Happier moments are wrapped into the smell of lotion and sweat. The Girl walked down the aisle and was handed off to me by her father, and when I took her hands they almost squeezed right out of mine – partially because I was clamping down on them for moral support and in hopes of not crying like a baby – but also because she had put so much hand lotion on, that it mixed with moist palms (mine and hers) to create an almost industrial lubricant.
I rubbed that lotion all over my hands, trying to hang onto her, trying to transfer some of that lotion onto me and to just grab onto her while we stared at each other, tried to listen to the preacherlady but mostly just concentrated on not passing out or bawling too much. And that lotion will always remind me of looking into her eyes, saying vows, and being in that short thirty minute span that never seemed to stop but already seems so very far away.

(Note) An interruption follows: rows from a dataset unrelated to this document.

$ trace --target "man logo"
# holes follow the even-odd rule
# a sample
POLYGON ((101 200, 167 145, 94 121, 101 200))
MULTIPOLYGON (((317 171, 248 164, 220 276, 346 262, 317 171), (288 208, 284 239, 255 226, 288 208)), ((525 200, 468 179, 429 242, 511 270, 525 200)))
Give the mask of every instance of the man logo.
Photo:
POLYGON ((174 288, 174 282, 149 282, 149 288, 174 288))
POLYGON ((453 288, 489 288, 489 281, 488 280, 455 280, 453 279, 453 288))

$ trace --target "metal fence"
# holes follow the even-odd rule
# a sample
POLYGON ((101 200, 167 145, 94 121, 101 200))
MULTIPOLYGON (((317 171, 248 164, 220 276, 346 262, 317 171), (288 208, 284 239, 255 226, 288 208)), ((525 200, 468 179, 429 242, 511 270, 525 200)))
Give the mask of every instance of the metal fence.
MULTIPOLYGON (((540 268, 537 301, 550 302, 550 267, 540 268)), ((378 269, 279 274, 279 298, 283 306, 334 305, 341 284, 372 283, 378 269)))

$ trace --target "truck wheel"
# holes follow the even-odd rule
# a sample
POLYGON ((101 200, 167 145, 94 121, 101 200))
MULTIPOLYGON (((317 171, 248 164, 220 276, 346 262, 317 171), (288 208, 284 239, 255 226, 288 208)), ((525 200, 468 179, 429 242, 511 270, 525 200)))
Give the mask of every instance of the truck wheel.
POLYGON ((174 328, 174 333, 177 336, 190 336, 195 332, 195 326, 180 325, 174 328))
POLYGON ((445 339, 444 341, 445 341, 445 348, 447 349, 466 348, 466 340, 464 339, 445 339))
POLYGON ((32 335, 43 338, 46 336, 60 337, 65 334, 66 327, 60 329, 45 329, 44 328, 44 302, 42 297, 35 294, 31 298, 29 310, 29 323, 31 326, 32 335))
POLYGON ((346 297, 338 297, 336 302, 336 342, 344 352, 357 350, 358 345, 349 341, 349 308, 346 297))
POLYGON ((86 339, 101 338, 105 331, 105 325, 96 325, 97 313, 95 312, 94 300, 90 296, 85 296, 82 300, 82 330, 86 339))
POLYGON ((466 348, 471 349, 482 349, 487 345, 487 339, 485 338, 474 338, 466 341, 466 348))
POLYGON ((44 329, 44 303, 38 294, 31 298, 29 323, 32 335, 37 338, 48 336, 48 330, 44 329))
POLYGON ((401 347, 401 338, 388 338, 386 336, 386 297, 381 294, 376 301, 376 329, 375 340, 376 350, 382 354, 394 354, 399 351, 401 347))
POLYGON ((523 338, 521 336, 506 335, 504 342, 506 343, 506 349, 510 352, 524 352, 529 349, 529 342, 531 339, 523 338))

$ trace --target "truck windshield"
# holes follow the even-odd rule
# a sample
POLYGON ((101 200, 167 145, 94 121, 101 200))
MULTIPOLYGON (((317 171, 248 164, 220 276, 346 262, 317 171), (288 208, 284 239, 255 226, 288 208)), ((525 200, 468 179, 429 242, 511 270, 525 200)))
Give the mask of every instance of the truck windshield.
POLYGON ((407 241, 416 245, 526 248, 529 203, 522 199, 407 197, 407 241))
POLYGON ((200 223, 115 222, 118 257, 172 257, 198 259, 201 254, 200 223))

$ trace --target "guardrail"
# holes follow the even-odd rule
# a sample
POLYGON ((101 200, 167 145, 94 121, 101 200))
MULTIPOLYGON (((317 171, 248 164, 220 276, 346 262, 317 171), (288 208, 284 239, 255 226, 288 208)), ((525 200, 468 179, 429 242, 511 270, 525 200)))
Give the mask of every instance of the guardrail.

We carried some of the last scent home with us, actually. The smell of bonfire is still rubbed into my jeans and my jacket, and if it ends up supplanting all the boy-scout campfires and bad cooking around them, will always be associated with the wedding afterglow, a circle of friends and family, and wholesome entertainment like marshmallows and hot dogs being roasted all around.
Rather than have a reception at night where everyone gets wasted on someone else’s dime, we had the lunch at about noon-ish, where everyone got half-wasted on wine, and then had a headache during the get-together in the evening gathering at The Girl’s grandfolks place. And the fire was burning all afternoon, all night, and if you sat down on one of the haybales surrounding the blaze, give it about five minutes tops and you’ll get a nice dose of smoke all around you. If you’re lucky, you get some ash in your eye as well but I doubt I’ll associate that with anything aside from annoyance.
Throw all those things together and you’ve got quite a mental cocktail. I don’t know what makes all these things work the way I do, but somehow it does and let the neurologists destroy that mystery for us later. All I know is that rather than give a rundown of the entire week’s events, I figured it’d be better to continue to hardwire these things into my psyche.
I could never properly express the feelings of family and friends, but everyone knows what lotion and burnt wood smell like. You can’t explain the mack-truck of emotion that nails you when you see your bride for the first time in the vestibule, nor figure out how that quaver got into your voice when you’re saying your vows. But it was there, and damn if I guess I’m not a big softy. Oh well, cover is blown.
Maybe I should start working on a way to turn a profit. Imagine how much money I could make if I started making stripper-perfume remind men of fidelity. Or how the smell of whiskey would make people involuntarily throw their keys into the sewer. It’s a master scheme, but needs some work. I’ll just go start a fire in the back stairwell and reminisce, if you don’t mind.